At the same time, while growth slows, it will not collapse. Sustained high energy costs are effectively an implicit tax on consumption and corporate profit margins, dragging economic activity in both developed and emerging markets. This drag effect takes time to fully show, but its impact cannot be ignored. A global recession resulting from this scenario would mean that the disinflationary shock brought by slowing growth would be insufficient to offset the upward push from the second-round effects—thereby forming a stagflation pattern.

Monetary policy divergence: the Fed stays put, the ECB leans toward rate hikes

Faced with stagflation pressure, major central banks’ policy stances have diverged clearly, and this will be a core variable affecting global interest-rate markets.

Central banks that are more sensitive to inflation expectations—especially the European Central Bank and the Bank of England—tend in the current environment to tighten policy further. According to their latest forecasts, the ECB’s next step is a 25-basis-point rate hike, with the timing expected in June 2026; the Bank of Japan is also expected to hike rates by 25 basis points in June 2026.

By contrast, the Fed’s situation is more complex. The Fed will choose to pause rather than cut rates, and this pause could last for quite a long time. Its baseline forecast shows that the window for the Fed’s next 25-basis-point rate cut is September 2026, assuming that inflation expectations do not show a clear drift upward. If inflation expectations show upward signals, the Fed could even keep a restrictive policy stance in place through 2027.

The reaction of emerging-market central banks is more dispersed, highly dependent on each country’s fiscal situation and external vulnerabilities, making it difficult to form a unified policy direction.

Fiscal policy: the double-edged sword of energy subsidies further intensifies global divergence

On the fiscal policy front, how governments respond will deeply affect the inflation trajectory and further intensify the divergence in the global macro landscape.

Many governments are leaning toward broad price-control measures, including cutting fuel taxes, setting price caps, or implementing universal subsidies—shifting the cost burden from households to public or quasi-public balance sheets. While these measures can provide short-term cushioning, they distort price signals, support demand, and may keep inflation elevated for the long run—especially when these measures are constrained by fiscal space and cannot be sustained.

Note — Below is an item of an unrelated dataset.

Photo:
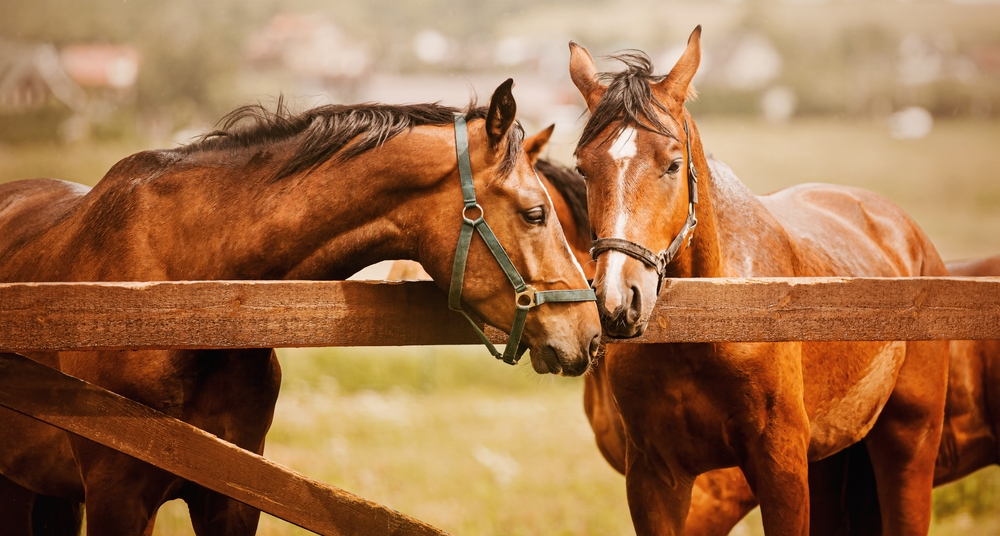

For energy-importing emerging markets with limited fiscal space, broad subsidies can damage the balance of external accounts and policy credibility. Energy-exporting countries benefit from improving terms of trade, and some can also obtain additional fiscal revenue. This divergence is precisely the deep reason behind the highly differentiated policy stances among emerging-market central banks—and the difficulty of coordinating them.

By comparison, countries that take more targeted support measures—focusing on vulnerable households or specific industries while allowing energy prices to transmit more fully to the market—may place more near-term pressure on consumers, but have lower fiscal costs and more controllable inflation shocks. The trade-off is greater downside risk to growth. Given the currently high level of debt, rising financing costs, and the renewed tightening of fiscal rules, the likelihood of large-scale fiscal intervention is limited unless recession risk rises substantially.